Они тоже пережили глобальную катастрофу.
Тема государственно-общественного устройства, вероятно, еще долго будет оставаться востребованной в литературе. Демократия или тирания? Анархия или тоталитаризм? Социализм или охлократия? В работе Юрия Симоняна «Город» нет ответа. Здесь описание человечества после некой глобальной катастрофы. Изменившийся климат вынудил выживших людей искать и находить небольшие «островки», пригодные для жизни. Кончилось проклятие Вавилонской башни, нет национальностей, люди пользуются уцелевшими остатками достижений предков, на развитие нет ни сил, ни ресурсов – выжить как-то, прокормиться, не замерзнуть короткой, но лютой зимой... Но и в этом незамысловатом обустройстве начинает проявлять себя тяга человека к самоуничтожению: война с соседним городом-поселением, жесткая автократия с молчаливого согласия большинства и одновременно стремление к личной доминанте... Об этом «Город», фрагмент которого предлагается.
– Чирей! Я когда еще говорил – чирей он самый настоящий! Вот и лопнул, должен был когда-нибудь лопнуть – себя показать. Черт подери, двадцать три человека жизни лишить только потому, что работать хотели! Чирей, будь ты проклят! И дети твои, и внуки до скончания веков!

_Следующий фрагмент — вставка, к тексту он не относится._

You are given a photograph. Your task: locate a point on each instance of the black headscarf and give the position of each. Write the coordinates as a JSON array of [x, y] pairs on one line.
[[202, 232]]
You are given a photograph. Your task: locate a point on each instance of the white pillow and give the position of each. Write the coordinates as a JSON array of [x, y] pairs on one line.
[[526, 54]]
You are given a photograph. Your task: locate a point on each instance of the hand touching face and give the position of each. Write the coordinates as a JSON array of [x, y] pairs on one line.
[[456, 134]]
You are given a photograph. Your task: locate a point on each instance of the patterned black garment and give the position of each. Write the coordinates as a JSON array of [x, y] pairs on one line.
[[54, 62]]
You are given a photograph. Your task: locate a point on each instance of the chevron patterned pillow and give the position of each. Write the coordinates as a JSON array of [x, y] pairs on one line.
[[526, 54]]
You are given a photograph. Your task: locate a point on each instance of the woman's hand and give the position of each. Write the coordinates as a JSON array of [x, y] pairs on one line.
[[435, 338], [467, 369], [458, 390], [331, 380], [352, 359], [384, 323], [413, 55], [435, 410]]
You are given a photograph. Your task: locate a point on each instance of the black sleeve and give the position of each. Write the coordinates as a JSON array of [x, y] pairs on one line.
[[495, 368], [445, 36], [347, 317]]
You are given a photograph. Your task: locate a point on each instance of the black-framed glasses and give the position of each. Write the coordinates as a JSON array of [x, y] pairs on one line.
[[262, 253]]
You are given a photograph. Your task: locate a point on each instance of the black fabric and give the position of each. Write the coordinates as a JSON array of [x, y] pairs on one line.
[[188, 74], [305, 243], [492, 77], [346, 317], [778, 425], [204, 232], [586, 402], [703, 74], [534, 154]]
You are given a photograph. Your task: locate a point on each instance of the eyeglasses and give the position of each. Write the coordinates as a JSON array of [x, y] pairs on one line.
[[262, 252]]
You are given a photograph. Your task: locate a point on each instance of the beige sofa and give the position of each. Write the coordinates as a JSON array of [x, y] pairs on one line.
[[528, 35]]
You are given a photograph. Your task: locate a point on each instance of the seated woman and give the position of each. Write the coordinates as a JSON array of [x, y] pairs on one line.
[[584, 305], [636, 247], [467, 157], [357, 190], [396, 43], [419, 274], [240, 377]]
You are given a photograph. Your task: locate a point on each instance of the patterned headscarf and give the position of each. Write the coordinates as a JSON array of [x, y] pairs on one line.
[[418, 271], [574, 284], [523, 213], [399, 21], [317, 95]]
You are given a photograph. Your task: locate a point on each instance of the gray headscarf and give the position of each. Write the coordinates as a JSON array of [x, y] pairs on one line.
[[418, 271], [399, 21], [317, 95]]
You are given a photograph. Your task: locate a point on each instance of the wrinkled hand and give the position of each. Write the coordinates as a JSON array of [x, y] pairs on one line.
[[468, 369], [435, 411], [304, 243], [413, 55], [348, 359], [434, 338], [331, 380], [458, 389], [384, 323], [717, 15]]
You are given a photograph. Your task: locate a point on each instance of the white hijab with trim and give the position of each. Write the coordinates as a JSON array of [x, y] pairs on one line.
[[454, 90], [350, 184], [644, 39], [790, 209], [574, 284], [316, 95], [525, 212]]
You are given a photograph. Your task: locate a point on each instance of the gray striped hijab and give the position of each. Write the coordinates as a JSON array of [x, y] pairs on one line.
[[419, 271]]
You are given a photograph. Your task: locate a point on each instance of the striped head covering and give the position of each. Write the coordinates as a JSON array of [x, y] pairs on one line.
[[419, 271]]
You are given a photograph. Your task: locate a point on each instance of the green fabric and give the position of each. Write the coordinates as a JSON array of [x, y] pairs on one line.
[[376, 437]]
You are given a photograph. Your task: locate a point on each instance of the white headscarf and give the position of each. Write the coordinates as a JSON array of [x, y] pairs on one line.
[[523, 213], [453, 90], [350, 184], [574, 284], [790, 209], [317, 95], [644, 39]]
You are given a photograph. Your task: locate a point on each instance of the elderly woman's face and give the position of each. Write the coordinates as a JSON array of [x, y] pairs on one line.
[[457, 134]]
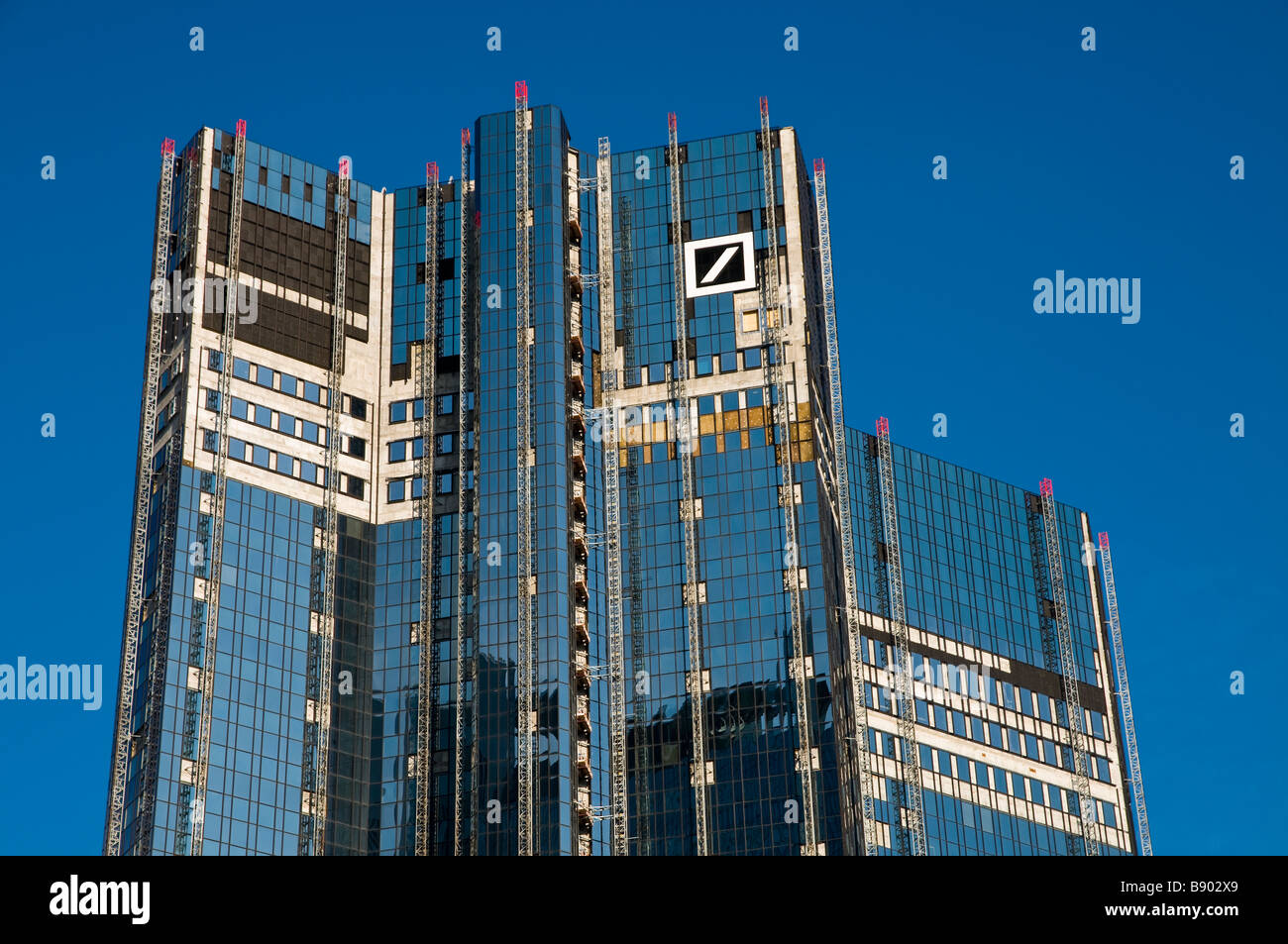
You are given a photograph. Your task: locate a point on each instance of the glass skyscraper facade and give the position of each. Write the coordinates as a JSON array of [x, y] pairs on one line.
[[433, 710]]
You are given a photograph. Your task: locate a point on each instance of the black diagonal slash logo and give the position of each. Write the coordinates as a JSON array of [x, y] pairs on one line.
[[719, 264]]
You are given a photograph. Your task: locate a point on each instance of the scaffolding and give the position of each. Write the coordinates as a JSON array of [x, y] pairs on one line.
[[702, 775], [1137, 781], [467, 539], [774, 316], [639, 697], [850, 603], [138, 599], [612, 500], [913, 827], [527, 720], [1069, 672], [426, 374], [205, 620]]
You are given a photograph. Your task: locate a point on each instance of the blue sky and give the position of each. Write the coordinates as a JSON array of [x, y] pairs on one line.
[[1106, 163]]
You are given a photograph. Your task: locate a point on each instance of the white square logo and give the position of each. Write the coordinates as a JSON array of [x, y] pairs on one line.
[[719, 264]]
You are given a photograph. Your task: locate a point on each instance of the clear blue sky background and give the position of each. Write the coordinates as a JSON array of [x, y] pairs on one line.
[[1103, 163]]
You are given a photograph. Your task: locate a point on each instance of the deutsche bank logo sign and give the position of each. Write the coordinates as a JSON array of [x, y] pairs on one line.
[[719, 264]]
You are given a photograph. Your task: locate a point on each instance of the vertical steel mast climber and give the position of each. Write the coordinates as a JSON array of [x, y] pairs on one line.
[[1137, 782], [467, 643], [914, 824], [1069, 672], [317, 729], [639, 693], [774, 330], [612, 498], [426, 372], [850, 603], [142, 505], [523, 468], [205, 629], [679, 394]]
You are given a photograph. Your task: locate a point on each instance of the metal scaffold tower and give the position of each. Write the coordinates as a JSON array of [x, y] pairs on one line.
[[1068, 672], [205, 629], [1137, 782], [142, 505], [317, 723], [901, 669], [160, 630], [612, 500], [679, 394], [527, 720], [426, 364], [639, 698], [467, 643], [774, 313], [850, 604]]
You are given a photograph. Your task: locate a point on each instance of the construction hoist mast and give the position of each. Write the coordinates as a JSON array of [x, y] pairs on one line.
[[639, 698], [527, 720], [426, 372], [612, 498], [205, 631], [679, 394], [902, 664], [142, 504], [159, 643], [1137, 782], [774, 331], [850, 603], [313, 823], [465, 545], [1068, 672]]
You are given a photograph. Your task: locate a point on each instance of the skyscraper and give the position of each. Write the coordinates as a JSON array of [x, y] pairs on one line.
[[523, 519]]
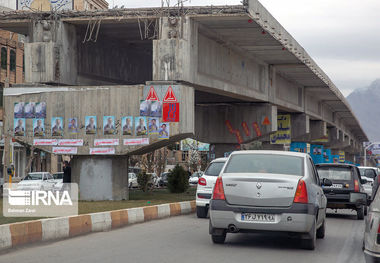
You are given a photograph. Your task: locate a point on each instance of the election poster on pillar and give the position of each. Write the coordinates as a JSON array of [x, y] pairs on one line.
[[283, 133]]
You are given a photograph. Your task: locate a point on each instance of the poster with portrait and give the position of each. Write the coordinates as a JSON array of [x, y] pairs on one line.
[[156, 109], [38, 127], [164, 131], [127, 125], [73, 126], [90, 123], [153, 125], [57, 126], [29, 110], [19, 126], [40, 110], [109, 125], [18, 110], [145, 107], [140, 126]]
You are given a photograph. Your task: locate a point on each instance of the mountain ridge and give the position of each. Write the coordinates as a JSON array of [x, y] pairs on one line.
[[365, 102]]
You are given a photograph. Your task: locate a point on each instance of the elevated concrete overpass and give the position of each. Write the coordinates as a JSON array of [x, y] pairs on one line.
[[237, 70]]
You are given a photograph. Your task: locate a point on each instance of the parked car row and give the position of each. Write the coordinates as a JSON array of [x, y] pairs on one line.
[[260, 191]]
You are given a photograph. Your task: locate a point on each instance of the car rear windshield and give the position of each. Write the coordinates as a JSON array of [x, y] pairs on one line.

Выговорившись, Душевич уселся на ящик из-под помидоров и сжал ладонями виски, словно мучился головной болью.
– Куда сел – штаны измажешь. На вот, подстели. – Грен протянул газету, но Душевич отмахнулся:
– Чирей, чирей проклятый! Двадцать три человека уложить ни за что ни про что! Где такое видано? И о чем теперь говорить будет? Опять о величии города и врагах-супостатах? Кто поверит?! То ли еще будет. Помяни, Грен, мое слово, не то еще будет. Всех чирей изведет ради своих прихотей.
Грену не то чтобы спорить, а и разговаривать в невероятной жаре не хотелось. Рассказ Душевича, конечно, тронул его, но Душевич мог и преувеличить. Была в нем такая склонность – раздуть любое происшествие, особенно когда дело касалось Градоправителя и управляющих. «Двадцать три – многовато. На самом деле, наверное, Блестящие Гвозди разогнали безработных┘ Ну побили дубинами – не без этого. Ну обхватили кого – тоже бывает. Может, кому неотложная помощь понадобилась – допустимо. Может, один-двое не дождались ее – не исключено. Но двадцать три погибших – все-таки вряд ли», – думал Грен.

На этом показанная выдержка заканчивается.